None of that shows up on an uptime dashboard. That's the trap. Snowflake VMs are single points of failure hiding behind good statistics, and nobody wants to hear that — especially not from the new person. The real resistance was never technical. It was about change, and about admitting the current setup was fragile.
Step one was not Kubernetes. It was containers.
Here's the mistake people make: they treat "migrate to GKE" as the first step. It isn't. If you can't reproduce a service on your laptop, a cluster won't save you — it'll just spread the chaos across more nodes.
So step one was containerization, and it had nothing to do with Kubernetes yet:
- Multi-stage Dockerfiles so the build environment never leaks into the runtime image.
- Minimal base images — smaller attack surface, faster pulls, fewer surprises.
- Every image versioned and stored in Google Artifact Registry, so any deploy is traceable to an exact artifact.
- Environment parity across dev, staging and prod. That was the entire point — a container is a contract that says this application runs the same everywhere.
The stateful services fought us hardest, as they always do. Anything that assumed a permanent local disk and a machine that never moved had to be rethought. That work was slow and unglamorous, and it was also where most of the real value lived.
GKE architecture: not deploy-and-hope
Only once the foundation was solid did GKE come in. And a real cluster looks nothing like the tutorial one:
- Node pools segmented by workload type — compute-heavy services separated from I/O-bound ones, so they stop competing for the same resources.
- Horizontal pod autoscaling on real application metrics, not just CPU. CPU is a lazy proxy; queue depth and request latency are what actually tell you to scale.
- Network policies for service-to-service isolation, so a compromised pod can't talk to everything.
- Sensible resource requests and limits, so one noisy service can't starve the rest.
What actually changed
- Deployment time went from hours to minutes.
- Infrastructure cost got right-sized by autoscaling instead of paying for peak load 24/7.
- Zero snowflake servers. Every service is now reproducible from a Dockerfile and a Helm chart.
- When a node dies, Kubernetes reschedules the pods. The 3 AM panic calls and the rebuild-from-memory rituals are gone.

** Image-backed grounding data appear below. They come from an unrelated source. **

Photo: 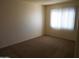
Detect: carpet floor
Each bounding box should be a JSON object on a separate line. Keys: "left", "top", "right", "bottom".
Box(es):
{"left": 0, "top": 35, "right": 75, "bottom": 58}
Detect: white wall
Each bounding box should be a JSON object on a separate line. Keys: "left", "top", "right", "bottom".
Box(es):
{"left": 0, "top": 0, "right": 44, "bottom": 48}
{"left": 44, "top": 2, "right": 78, "bottom": 41}
{"left": 75, "top": 7, "right": 79, "bottom": 57}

Kubernetes was never the goal
This is the part I keep coming back to. Kubernetes is not cool technology you adopt to sound modern. Containers aren't cool either. A container is a contract — this app will behave the same on my laptop, in staging, and in production. GKE is just the thing that keeps that contract honest at scale and reschedules the work when hardware fails. The goal was never Kubernetes. The goal was running software reliably, without heroics.
The best part? The team that fought the migration hardest now runs the kubectl trainings for new hires. The people most attached to "don't touch it" became the loudest advocates once they felt what self-healing infrastructure does to their on-call weeks. I couldn't make that up if I tried.
What was the migration your team resisted most — and did they come around?